How it should happen that any man could be tempted to venture upon such a project of government, may at first view appear surprising. But the fact is that opportunities very inviting to such an attempt have offered; and the scheme itself was not destitute of some arguments, not wholly unplausible, to recommend it. These opportunities and these arguments, the use that has been made of both, the plan for carrying this new scheme of government into execution, and the effects which it has produced, are, in my opinion, worthy of our serious consideration.

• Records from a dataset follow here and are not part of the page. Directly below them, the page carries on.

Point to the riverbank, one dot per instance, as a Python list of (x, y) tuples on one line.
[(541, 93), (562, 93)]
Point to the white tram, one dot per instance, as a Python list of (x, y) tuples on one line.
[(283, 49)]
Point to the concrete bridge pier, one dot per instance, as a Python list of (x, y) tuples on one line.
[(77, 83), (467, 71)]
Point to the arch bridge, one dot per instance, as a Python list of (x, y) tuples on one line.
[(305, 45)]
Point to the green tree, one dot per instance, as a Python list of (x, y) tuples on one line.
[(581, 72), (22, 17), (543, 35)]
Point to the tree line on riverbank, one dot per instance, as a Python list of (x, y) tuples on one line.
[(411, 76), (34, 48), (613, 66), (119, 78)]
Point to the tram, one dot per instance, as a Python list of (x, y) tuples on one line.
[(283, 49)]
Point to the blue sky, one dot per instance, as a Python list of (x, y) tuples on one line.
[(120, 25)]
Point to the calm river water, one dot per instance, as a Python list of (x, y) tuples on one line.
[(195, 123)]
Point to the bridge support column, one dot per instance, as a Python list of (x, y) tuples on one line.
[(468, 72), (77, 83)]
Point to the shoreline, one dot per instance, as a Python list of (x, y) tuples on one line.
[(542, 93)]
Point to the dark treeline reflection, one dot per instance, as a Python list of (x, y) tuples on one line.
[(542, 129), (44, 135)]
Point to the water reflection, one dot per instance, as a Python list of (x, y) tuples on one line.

His Majesty came to the throne of these kingdoms with more advantages than any of his predecessors since the revolution. Fourth in descent, and third in succession of his royal family, even the zealots of hereditary right, in him, saw something to flatter their favorite prejudices; and to justify a transfer of their attachments, without a change in their principles. The person and cause of the Pretender were become contemptible; his title disowned throughout Europe; his party disbanded in England. His Majesty came, indeed, to the inheritance of a mighty war; but, victorious in every part of the globe, peace was always in his power, not to negotiate, but to dictate. No foreign habitudes or attachments withdrew him from the cultivation of his power at home. His revenue for the civil establishment, fixed (as it was then thought) at a large, but definite sum, was ample without being invidious. His influence, by additions from conquest, by an augmentation of debt, by an increase of military and naval establishment, much strengthened and extended. And coming to the throne in the prime and full vigor of youth, as from affection there was a strong dislike, so from dread there seemed to be a general averseness, from giving anything like offence to a monarch, against whose resentment opposition could not look for a refuge in any sort of reversionary hope.
These singular advantages inspired his Majesty only with a more ardent desire to preserve unimpaired the spirit of that national freedom, to which he owed a situation so full of glory. But to others it suggested sentiments of a very different nature. They thought they now beheld an opportunity (by a certain sort of statesmen never long undiscovered or unemployed) of drawing to themselves by the aggrandizement of a court faction, a degree of power which they could never hope to derive from natural influence or from honorable service; and which it was impossible they could hold with the least security, whilst the system of administration rested upon its former bottom. In order to facilitate the execution of their design, it was necessary to make many alterations in political arrangement, and a signal change in the opinions, habits, and connections of the greatest part of those who at that time acted in public.